Marginal gains key to livestock farm profitability

Scotland’s top-performing livestock farm businesses are most commonly those that are consistently making incremental improvements.

This is according to the Cattle and Sheep Enterprise Profitability report covering the 2020 calf and lamb crop, released on 7 December by Quality Meat Scotland (QMS).

The report shows producers who are achieving small gains across their businesses in areas such as technical performance and reduced emissions are consistently placed in the top third of performers.

See also: How an upland farm is adapting to survive without subsidies

The results come from more than 250 farming enterprises across Scotland and take into consideration factors such as labour costs and imputed rents.
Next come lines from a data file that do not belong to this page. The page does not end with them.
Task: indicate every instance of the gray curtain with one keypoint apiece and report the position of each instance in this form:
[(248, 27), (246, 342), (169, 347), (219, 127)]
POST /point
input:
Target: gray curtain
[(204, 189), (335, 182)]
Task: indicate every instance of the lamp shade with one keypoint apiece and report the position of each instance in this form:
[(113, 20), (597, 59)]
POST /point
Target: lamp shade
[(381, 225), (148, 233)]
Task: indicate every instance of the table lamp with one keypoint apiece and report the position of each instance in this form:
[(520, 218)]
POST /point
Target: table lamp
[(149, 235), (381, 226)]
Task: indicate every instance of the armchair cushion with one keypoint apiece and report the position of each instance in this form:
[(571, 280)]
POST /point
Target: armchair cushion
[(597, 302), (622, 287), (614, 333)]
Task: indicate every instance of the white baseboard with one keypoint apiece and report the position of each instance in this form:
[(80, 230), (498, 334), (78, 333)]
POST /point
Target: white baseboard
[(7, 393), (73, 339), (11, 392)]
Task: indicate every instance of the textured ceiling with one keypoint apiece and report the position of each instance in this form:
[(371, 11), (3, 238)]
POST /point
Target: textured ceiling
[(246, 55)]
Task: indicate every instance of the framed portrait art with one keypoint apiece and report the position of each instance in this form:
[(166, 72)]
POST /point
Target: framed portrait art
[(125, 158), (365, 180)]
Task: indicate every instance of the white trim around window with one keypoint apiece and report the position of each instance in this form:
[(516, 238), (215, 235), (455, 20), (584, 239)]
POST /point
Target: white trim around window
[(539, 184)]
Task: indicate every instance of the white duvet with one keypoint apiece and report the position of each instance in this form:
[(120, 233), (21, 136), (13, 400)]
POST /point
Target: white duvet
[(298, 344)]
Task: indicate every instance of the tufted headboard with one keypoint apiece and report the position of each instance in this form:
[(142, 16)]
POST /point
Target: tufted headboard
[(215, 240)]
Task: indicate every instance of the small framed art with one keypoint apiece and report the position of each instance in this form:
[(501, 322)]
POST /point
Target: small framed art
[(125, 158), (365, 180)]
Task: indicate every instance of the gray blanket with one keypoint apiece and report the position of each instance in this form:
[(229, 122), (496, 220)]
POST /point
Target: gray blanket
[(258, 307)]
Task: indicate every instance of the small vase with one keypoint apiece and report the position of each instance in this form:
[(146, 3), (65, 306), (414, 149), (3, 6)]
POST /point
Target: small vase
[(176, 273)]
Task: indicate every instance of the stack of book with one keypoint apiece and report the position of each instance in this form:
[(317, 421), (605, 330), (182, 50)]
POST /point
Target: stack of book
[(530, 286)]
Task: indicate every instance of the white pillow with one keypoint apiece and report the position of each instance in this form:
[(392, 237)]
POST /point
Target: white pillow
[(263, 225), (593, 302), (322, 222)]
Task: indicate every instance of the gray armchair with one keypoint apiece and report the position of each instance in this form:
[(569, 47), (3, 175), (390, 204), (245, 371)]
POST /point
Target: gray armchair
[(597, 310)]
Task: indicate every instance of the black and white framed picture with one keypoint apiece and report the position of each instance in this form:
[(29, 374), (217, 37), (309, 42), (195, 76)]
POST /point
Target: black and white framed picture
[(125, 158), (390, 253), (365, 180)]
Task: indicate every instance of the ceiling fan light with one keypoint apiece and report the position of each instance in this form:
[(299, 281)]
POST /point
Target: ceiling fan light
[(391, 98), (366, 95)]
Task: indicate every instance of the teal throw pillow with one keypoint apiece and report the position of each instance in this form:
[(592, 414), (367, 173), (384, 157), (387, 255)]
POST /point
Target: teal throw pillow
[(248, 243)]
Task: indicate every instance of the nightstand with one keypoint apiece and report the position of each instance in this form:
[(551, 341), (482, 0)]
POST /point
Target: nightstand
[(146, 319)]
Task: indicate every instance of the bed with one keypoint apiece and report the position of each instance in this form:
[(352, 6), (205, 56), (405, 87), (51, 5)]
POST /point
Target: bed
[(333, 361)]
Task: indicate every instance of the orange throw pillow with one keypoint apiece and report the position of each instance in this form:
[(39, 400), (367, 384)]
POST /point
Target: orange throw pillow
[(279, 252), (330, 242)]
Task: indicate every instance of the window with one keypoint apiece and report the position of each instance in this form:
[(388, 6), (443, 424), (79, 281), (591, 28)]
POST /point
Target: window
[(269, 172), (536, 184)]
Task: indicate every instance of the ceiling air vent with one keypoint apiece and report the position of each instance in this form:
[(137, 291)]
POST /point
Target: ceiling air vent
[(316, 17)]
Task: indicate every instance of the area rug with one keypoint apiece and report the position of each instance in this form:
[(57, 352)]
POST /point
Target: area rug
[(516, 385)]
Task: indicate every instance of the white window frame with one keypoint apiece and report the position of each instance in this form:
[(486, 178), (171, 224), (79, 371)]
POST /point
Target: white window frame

The calculations omit agricultural support payments, except for payments directly linked to production.

The data also show businesses with the best financial returns and best technical efficiency also often have the lowest greenhouse gas emissions for each unit of output.

QMS chief economist Stuart Ashworth said the report showed the rewards that come from making stock more efficient.

“Good calving and lambing ratios, working hard to minimise your mortality in breeding and trading stock, working hard to understand where you sell those animals to good effect and choosing good genetics all aid in achieving improved results,” said Mr Ashworth.

“The 2020 calf and lamb crop will be best remembered for the challenges created by the Covid-19 pandemic and Brexit, which disrupted markets in their initial phases, but also for high farmgate prices for cattle and sheep that contributed to a general improvement in margins.

“Nevertheless, achieving a margin from the marketplace that rewards family labour and provides a return on the capital invested in livestock enterprises remains elusive and there is still a significant variation in levels of financial and technical performance within the industry.”

Sheep

Sheep did marginally better overall than cattle in 2020, due to high prices.

Less-favoured area hill sheep enterprises achieved a gross margin of £26 a ewe, up £4 a head on the year. More than one-quarter (27%) of these flocks achieved a positive net margin, compared with 15% the previous year.

Among upland flocks, 89% of enterprises surveyed achieved a positive net margin for their 2020 lamb crop, up from 55% last year.

Lowland flocks saw a notable increase, with 93% achieving a positive net margin for the 2020 lamb crop, up from 61% in 2019.

Store lamb finishers achieved a positive net margin at 93%, with average net margins increasing by more than £4 a lamb to £14 a lamb.

Cattle

The percentage of suckler herds achieving a positive net margin increased from 36% in 2019 to 45% in 2020, driven by higher prices.

Store finisher margins also increased, with 63% of businesses achieving a positive net margin in 2020, up from 36% the previous year.

Cereals-based finishers had an average net margin of £44 a head – the highest since 2017 – due to high market prices.

Future staffing

Alan Clarke, QMS chief executive, highlighted the major shortage of staff across the whole sector, which was identified as one of the key effects of Brexit.

He said QMS would start to look at innovation that can make a key difference to the industry, through the use of artificial intelligence and more mechanisation for low-level tasks, because of the concern that farming will not have enough access to labour in future.